As students with disabilities transition from secondary to post-secondary education, training, and employment, it is important that they are prepared for those next steps.

This section will provide helpful resources for professionals, parents and students.

    A Postsecondary Planning Guide

    The Office of Special Education and Rehabilitative Services (OSERS), of the U.S. Department of Education, published the guide below to improve educational, and employment outcomes and raise expectations for all individuals with disabilities, their families, their communities, and the nation.  

     

    Training and Employment

    Competitive Integrated Employment, real work for real pay in a job that aligns the post-school employment goals of the student, is the gold standard of transition outcomes for students with disabilities. This is a desired transition outcome for all youth who choose to work, regardless of disability or needed accommodations or support. Competitive integrated employment is a realistic and desirable expectation for all youth.

    As families, schools, Vocational Rehabilitation (VR) agencies and other partners plan and engage in transition planning with students, it is important to understand that employment looks different for each student. Competitive integrated employment options should be individualized and align with a students’ interests, preferences, skills, and support needs; and with the labor market needs of businesses. By making the connection between student’s interests skills, and preferences and business needs, good job matches can be brokered so employment is a mutually beneficial outcome for both the student and business.

    Some students will enter directly into the workforce based on interest, preference, skills, and support needs while others may attend a training program.
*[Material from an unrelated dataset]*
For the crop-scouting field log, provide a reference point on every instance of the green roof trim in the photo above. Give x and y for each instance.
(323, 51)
Each student’s post-school school goals are difference therefore the routine each student takes may be different.

    Accommodations vs. Modifications

    What is an Accommodation? What is a Modification? The School-Based Definition

    Accommodations help remove barriers and can be used for instruction or testing. They do not change course content or expectations. An accommodation in testing or instruction—which must be previously agreed upon in a case conference committee discussion and is then written into the student’s IEP—might include having a test read aloud, or the option to take the test in a quiet room. Talk with your team about what accommodations should be used in high school and on state standardized tests. Note, however, that allowable accommodations can vary for college entrance and placement tests. Parents, teachers, and students interested in postsecondary education, should talk with their guidance counselor and review the accommodation information available on the ACT and SAT websites.

    Modifications are changes to course content, required work, or instructional level. If your student is considering a diploma track, ask your teachers about gradually reducing or eliminating any modifications your middle school student may be using. Modifications include things like requiring a student to complete only half of the work that other students complete, or providing him/her with simpler material or testing the student on different content.